James Papez was the first to describe a model of the circuit in the brain associated with emotion. His model included the hippocampus, the hypothalamus, the anterior thalamus and the cingulate gyrus.This was the first time that it was suggested that emotion is processed in parts of the brain that lie below the cortex. Later on, studies on patients with lesions to the prefrontal cortex showed that the cortex (the medial prefrontal part) is actually involved in emotional processing.
In the modern understanding, the capacity to regulate our emotions is associated with the prefrontal cortex. No other species can voluntarily regulate their emotions in the way humans do.

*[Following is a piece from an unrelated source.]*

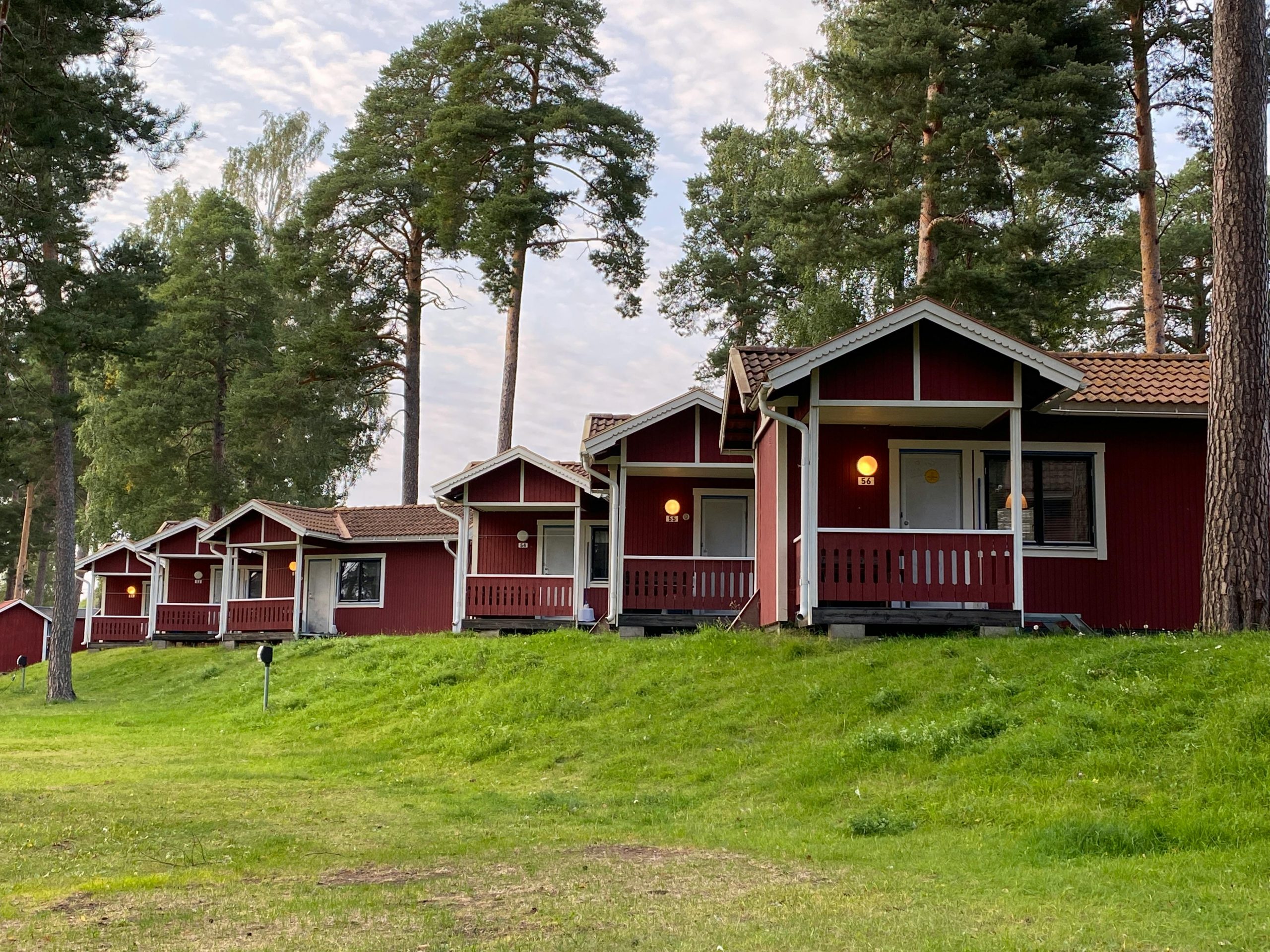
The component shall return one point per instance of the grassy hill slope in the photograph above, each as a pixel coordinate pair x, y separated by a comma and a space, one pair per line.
564, 791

Emotion as a process is distributed throughout a circuit and different areas of the brain interact to create emotion (i.e. the limbic system and the prefrontal cortex. However there is no single site in the brain about which we can say: that is where emotion resides. There are circuits in the brain for positive emotions and circuits that process negative emotion.
Stress changes the structure of the brain, particularly the hippocampus, amygdala and orbito-frontal cortex. When an animal is chronically stressed the nervous cells in the hippocampus shrink shrink (fewer dendrites), whereas cells in the amygdala apear to have more ramifications. (Davidson & McEwan, Nature neuroscience, 2012)
Networks in the brain important for attention
Attention has different atributes and some can be distinguished in terms of circuits in the brain. There are three types of attention: alerting, orienting and executive control. Alerting occurs for instance when there is a big loud noise. Something happens in the environment and our attention is pulled towards it. Orienting is the capacity to direct your attention mentally to different senses. Executive control is about resisting distractions and directing our mind to focus on one thing and inhibit the distractive influences that come from somewhere else. There are parts of the brain involved with these attention functions that overlap with emotion. This is not surprising because it is emotionally relevant information in our environment that captures our attention. We do not become alerted to neutral stimuli.
The impact of contemplative training on networks important in attention
Children who have attention deficit hyperactivity disorder are very variable in how they pay attention. In a study in which participants practiced Vipassana meditation for three months, it was shown that this practice greatly helped reduce this variability of attention (Lutz et al. 2009, Neuroscience).